今までの社会システムとか資本主義とお金の事とか。
疑問を感じながらでも何となく日々を送って来たけれど、コロナで顕になった様々な場所、環境、世代、の多くの問題は、「駄目だよね」どころの話では無くなっていた。自分の中で。
社会を構築している大きな土台に大きな大きなハテナマークが付いても、自分に出来る事は微々たるもんで。もちろん微々たる石を積んでいく事はとても大事だけど、人々が、社会が、どんどん崩れていく焦りがあった。取り敢えず「自分が願う世界に自分の身を置く」という以外に思い付かなかった。それ以外にはこれからどうやって生きていったらいいのかが全然分からなかった。
自分が願う世界に近い。それは有機農業だった。
畑仕事は疎か、庭いじりも好きでないし、虫も苦手。そんな自分が農家の仕事が出来るか見当もつかなかったけど、兎に角どう生きていったらいいのか分からないのだから他に手がない。

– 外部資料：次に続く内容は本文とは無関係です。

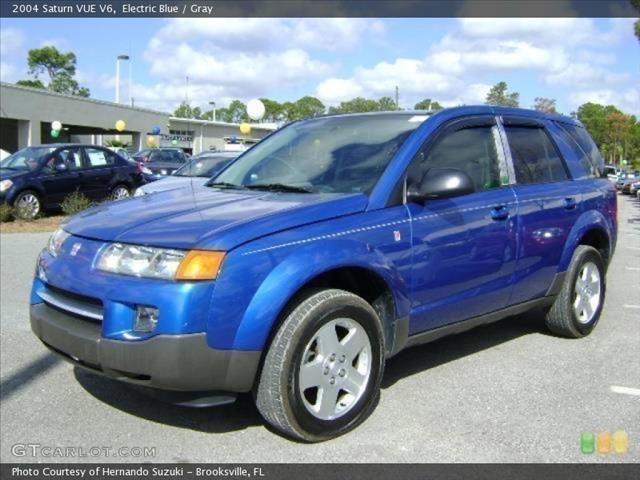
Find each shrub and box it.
[0,203,13,222]
[60,191,92,215]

知人に相談をして、そうしたらトントン拍子に話が進んでいって、数日後には農園に面談に行ってた。「出来るのか??」と思いながらなので腰が引けたけど、自分の背中を蹴って行った。
取り敢えず週2で始めてみる?みたいな感じで8月から働き始めた。
その農園は市民農園の形態なのだけど、農園長が有機農家の先駆けみたいな方で、培ってきた知識を「自分の食べる分は作ってみようよ」という柔らかなスタンスで伝えていくというコンセプトの農園だった。

入ったのが夏なのでとにかくエンドレス草刈り。
ビーバーを振り回して刈り続ける。
沖縄の離島に住んでいた時、貸家の庭の草刈りをしていたから初めての作業ではないけれど、1日中刈っていた訳ではないから体はバキバキで湿布だらけ。
でも汗と土にまみれてブンブン刈って、きれいになっていくのは達成感があった。ジュエリー制作の仕事は何日か掛けた仕事が無になるなんていうのがそこそこあるから、シンプルに目に見える仕事というのは自己肯定感にも少し繋がった。同時に「大丈夫か?じぶん」みたいな思いも何処かにあった。50を過ぎた年齢で肉体労働をし始めてるんだな、という不安みたいのが下の方で沸々とあった。
達成感と不安が同居の日々。
そんな中、こちらのnoteを読んだ。

『「他は是吾にあらず 更に何れの時をか待たん」(他の者に任せたのでは自分の修行にならない、またこの仕事は今やるべきものなのだよ)』

読んだ瞬間鳥肌が立って、その後もじわじわと自分の内側に落ちていった。
ビーバーを振ってひたすら草を刈るという作業は自分の糧(時給いくらの事でなくて)となる事であって、そんな素敵なこと、やらないなんて損だよね!みたいな気持ちになった。
根がくそ真面目なので作業効率に変化はないけれど、作業をしている最中の心持ちが変わった。これはとても大きかった。
こちらのnoteに出会えた事に、書いてくださった住職さんに心底感謝をしている。

寒くなってきて、草刈り以外の畑作業が今は殆ど。
畑の事、野菜の事、園長と農園スタッフの女性から聞く話。
知らない事ばかりでとても面白いし、食にまつわる事なのに何にも知らない自分に笑えてくる。スーパーで買う野菜やお肉、お金ありきで手を汚さない便利な生活をしてきたんだなと、再々認識をしているところ。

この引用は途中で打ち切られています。